Wednesday, July 21, 2010

Sandi Patty- Living on the Edge

I recently reviewed Sandy Patty's book and liked her comments on forgiveness. I figured she knew a great deal about it since she had trouble with men and there was talk about adultery and etc. At the time it was a scandal in religious circles. I always assume that someone who has been through the mill knows something about forgiveness from both sides of the circle. She says:
"It's God's grace, his promise to forgive us when we ask, that lets us live life on the edge..Choosing to accept forgiveness and take advantage of a do-over means we have to change.

I handwrote in my trusty notebook that my fleece takes me wherever God wants me to go. I had another episode with family about my daughter taking a brass bed from her Uncle Jim --one that had caused immeasurable damage already since one sister wanted it for her granddaughter and Jim did not want her to have it so it was literally taken off the truck. I don't know if there was talk about this and I did not stay around to hear about it.

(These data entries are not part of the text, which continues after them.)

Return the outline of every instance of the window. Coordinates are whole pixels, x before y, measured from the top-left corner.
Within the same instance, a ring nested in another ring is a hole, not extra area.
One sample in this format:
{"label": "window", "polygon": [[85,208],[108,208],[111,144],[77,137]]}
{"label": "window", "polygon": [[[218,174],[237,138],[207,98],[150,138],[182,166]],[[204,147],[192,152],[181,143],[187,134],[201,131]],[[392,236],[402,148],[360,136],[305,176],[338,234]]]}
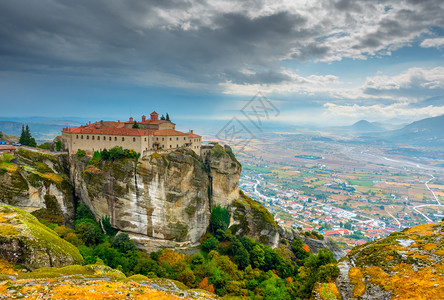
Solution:
{"label": "window", "polygon": [[124,137],[122,137],[122,142],[124,142],[125,141],[125,138]]}
{"label": "window", "polygon": [[89,140],[89,135],[86,136],[86,139]]}
{"label": "window", "polygon": [[97,140],[99,140],[99,141],[100,141],[100,136],[97,136]]}
{"label": "window", "polygon": [[145,142],[146,142],[146,138],[145,138]]}
{"label": "window", "polygon": [[179,145],[176,144],[176,148],[179,148]]}
{"label": "window", "polygon": [[178,140],[179,140],[179,138],[177,137],[177,138],[176,138],[176,141],[178,141]]}
{"label": "window", "polygon": [[156,141],[158,141],[159,140],[159,138],[156,138]]}
{"label": "window", "polygon": [[164,141],[164,138],[162,138],[162,142]]}
{"label": "window", "polygon": [[162,148],[165,148],[165,145],[162,145]]}
{"label": "window", "polygon": [[76,135],[76,139],[79,139],[79,135]]}
{"label": "window", "polygon": [[173,139],[172,138],[170,138],[170,141],[172,141]]}
{"label": "window", "polygon": [[183,138],[183,140],[185,141],[185,138]]}
{"label": "window", "polygon": [[173,148],[173,145],[170,145],[170,148]]}
{"label": "window", "polygon": [[106,136],[103,136],[103,140],[106,141]]}
{"label": "window", "polygon": [[133,142],[135,142],[136,141],[136,138],[133,138]]}
{"label": "window", "polygon": [[112,137],[109,137],[109,141],[112,141],[112,139],[113,139]]}
{"label": "window", "polygon": [[92,140],[94,141],[94,136],[92,136]]}
{"label": "window", "polygon": [[114,137],[114,141],[117,142],[117,136]]}
{"label": "window", "polygon": [[80,139],[83,140],[83,134],[80,136]]}

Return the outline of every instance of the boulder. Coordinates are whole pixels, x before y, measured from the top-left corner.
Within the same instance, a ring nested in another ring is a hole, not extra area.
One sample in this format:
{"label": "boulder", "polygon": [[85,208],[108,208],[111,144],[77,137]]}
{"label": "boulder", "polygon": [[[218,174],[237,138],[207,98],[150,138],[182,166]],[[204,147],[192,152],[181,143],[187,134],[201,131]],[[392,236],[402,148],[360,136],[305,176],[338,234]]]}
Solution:
{"label": "boulder", "polygon": [[83,263],[74,245],[30,213],[7,205],[0,206],[0,256],[29,270]]}

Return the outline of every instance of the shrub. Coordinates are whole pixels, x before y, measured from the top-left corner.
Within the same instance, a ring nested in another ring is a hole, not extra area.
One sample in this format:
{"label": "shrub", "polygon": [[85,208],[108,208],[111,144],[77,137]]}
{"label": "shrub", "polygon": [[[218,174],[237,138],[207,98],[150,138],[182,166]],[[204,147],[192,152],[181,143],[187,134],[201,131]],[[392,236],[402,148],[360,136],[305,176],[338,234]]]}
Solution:
{"label": "shrub", "polygon": [[77,158],[82,158],[82,157],[84,157],[86,155],[86,151],[85,150],[82,150],[82,149],[78,149],[77,150]]}
{"label": "shrub", "polygon": [[56,150],[57,151],[61,151],[62,150],[62,141],[57,141],[56,142]]}
{"label": "shrub", "polygon": [[230,213],[219,205],[211,211],[211,227],[216,237],[221,236],[219,230],[225,231],[230,225]]}
{"label": "shrub", "polygon": [[119,249],[120,252],[128,252],[136,250],[136,244],[129,238],[128,234],[121,233],[114,237],[111,244],[112,247]]}

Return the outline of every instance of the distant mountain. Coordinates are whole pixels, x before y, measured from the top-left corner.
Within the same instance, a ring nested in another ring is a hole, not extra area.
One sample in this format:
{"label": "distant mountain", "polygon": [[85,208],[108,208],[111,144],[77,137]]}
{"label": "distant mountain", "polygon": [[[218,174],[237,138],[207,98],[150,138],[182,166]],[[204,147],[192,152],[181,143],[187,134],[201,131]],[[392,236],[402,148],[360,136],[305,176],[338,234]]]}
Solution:
{"label": "distant mountain", "polygon": [[388,142],[417,146],[444,146],[444,115],[413,122],[398,130],[392,130],[382,138]]}
{"label": "distant mountain", "polygon": [[386,131],[384,126],[377,122],[369,122],[367,120],[361,120],[350,126],[338,126],[330,127],[328,130],[338,133],[351,133],[351,134],[363,134],[363,133],[375,133]]}
{"label": "distant mountain", "polygon": [[358,121],[352,126],[349,126],[349,128],[353,131],[359,132],[378,132],[385,130],[384,127],[382,127],[378,123],[371,123],[367,120]]}

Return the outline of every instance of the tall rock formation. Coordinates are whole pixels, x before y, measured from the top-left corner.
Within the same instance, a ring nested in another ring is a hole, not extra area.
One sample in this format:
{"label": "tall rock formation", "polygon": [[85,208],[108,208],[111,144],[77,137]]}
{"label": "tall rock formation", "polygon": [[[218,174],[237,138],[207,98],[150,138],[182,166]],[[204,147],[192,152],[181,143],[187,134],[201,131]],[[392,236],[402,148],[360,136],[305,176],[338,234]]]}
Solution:
{"label": "tall rock formation", "polygon": [[189,149],[138,162],[88,164],[89,158],[75,155],[71,160],[76,196],[146,251],[198,244],[208,230],[211,207],[226,207],[239,197],[241,166],[219,145],[205,164]]}

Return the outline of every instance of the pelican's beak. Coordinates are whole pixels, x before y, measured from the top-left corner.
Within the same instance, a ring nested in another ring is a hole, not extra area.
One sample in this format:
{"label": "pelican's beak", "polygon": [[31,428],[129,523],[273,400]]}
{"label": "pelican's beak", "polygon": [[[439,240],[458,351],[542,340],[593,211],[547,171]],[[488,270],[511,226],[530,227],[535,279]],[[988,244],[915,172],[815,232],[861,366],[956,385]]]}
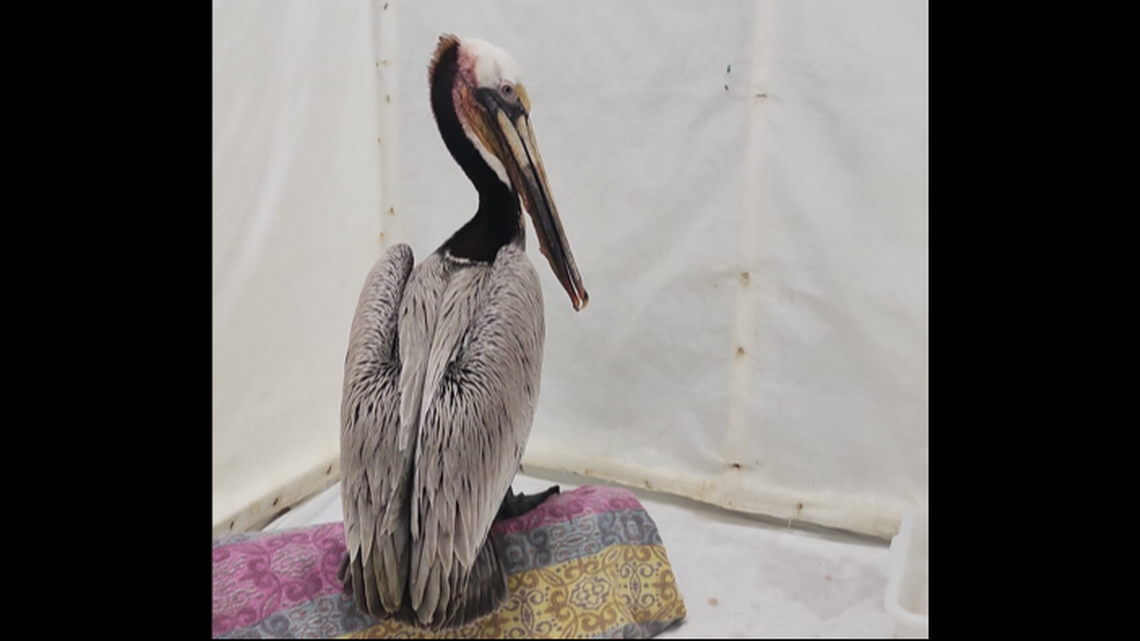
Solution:
{"label": "pelican's beak", "polygon": [[522,197],[523,205],[534,223],[538,235],[539,248],[550,268],[570,295],[575,311],[580,311],[590,302],[586,288],[582,286],[582,276],[574,264],[574,254],[558,209],[550,195],[550,185],[546,181],[546,169],[542,166],[542,156],[538,154],[538,143],[530,126],[530,101],[522,85],[517,88],[518,101],[507,103],[495,92],[481,92],[480,102],[487,110],[488,129],[494,132],[499,143],[497,154],[507,169],[515,191]]}

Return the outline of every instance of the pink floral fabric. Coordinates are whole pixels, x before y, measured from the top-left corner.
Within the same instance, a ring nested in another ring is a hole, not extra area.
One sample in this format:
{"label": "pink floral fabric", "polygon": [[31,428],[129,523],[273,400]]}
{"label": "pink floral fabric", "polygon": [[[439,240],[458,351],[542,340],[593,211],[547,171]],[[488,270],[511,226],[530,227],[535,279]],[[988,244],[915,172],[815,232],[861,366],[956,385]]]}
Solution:
{"label": "pink floral fabric", "polygon": [[214,636],[341,592],[344,524],[264,533],[214,548]]}

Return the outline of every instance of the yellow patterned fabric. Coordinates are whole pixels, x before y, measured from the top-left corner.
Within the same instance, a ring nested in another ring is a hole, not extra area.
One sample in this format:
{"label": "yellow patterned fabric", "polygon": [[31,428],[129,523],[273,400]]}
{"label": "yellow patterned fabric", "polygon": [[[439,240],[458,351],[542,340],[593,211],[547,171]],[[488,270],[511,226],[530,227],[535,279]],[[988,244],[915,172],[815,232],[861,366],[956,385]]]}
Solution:
{"label": "yellow patterned fabric", "polygon": [[582,639],[685,617],[661,545],[614,545],[593,556],[526,570],[511,575],[510,589],[502,610],[463,628],[432,633],[384,621],[342,638]]}

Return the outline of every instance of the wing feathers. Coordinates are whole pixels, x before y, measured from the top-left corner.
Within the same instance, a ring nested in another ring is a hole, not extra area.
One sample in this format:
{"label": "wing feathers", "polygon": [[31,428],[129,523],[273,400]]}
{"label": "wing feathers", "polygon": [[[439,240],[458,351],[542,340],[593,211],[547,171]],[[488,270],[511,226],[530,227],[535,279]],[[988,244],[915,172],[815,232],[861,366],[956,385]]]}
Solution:
{"label": "wing feathers", "polygon": [[[513,246],[489,267],[458,270],[440,309],[425,367],[410,584],[419,620],[433,626],[488,614],[506,596],[489,533],[530,433],[544,334],[538,276]],[[447,594],[445,584],[458,589]]]}
{"label": "wing feathers", "polygon": [[[399,609],[409,562],[407,538],[388,536],[382,526],[398,520],[406,500],[392,499],[409,483],[410,457],[386,445],[399,429],[393,410],[399,403],[397,331],[412,263],[407,245],[392,247],[376,261],[357,302],[344,362],[341,495],[351,560],[346,584],[361,609],[377,616]],[[386,553],[385,545],[404,549]]]}
{"label": "wing feathers", "polygon": [[403,245],[377,261],[349,338],[345,583],[375,616],[451,627],[508,595],[490,528],[534,414],[542,291],[513,245],[491,265],[411,267]]}

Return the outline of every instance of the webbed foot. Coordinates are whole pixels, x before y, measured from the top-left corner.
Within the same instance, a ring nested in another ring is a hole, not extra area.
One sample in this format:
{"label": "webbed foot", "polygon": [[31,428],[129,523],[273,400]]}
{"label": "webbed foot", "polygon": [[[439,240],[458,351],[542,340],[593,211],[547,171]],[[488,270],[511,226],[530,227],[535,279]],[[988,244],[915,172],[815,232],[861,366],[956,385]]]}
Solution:
{"label": "webbed foot", "polygon": [[562,488],[557,485],[552,485],[545,492],[537,494],[515,494],[514,489],[507,488],[507,496],[503,498],[503,504],[499,506],[499,513],[495,515],[495,520],[501,521],[522,516],[561,491]]}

My birthday is Friday and I am keeping away from all sides. It is my prayer that the family will reach out to me and seek conciliation. I need to be inactive and placid in all of this. I have tried to send branches of peace but this time, I sense God's presence and seek peace. When I try to do it all, it is an uneasy peace. Somehow, I know, intuitively that there are people who are God's hands in this world who are members of this family which is crumbling. I shall put out this fleece like Gideon and wait.

Right after I made this decision, Susan Burton called me from the office. I have not heard from her since I retired. We have definitely been at odds and this telephone call was a sign, to me, that God was already working on me and my situation. Not in the way I intended but in his Way, which I had not foreseen. It, to me, was a fleece which could not be denied.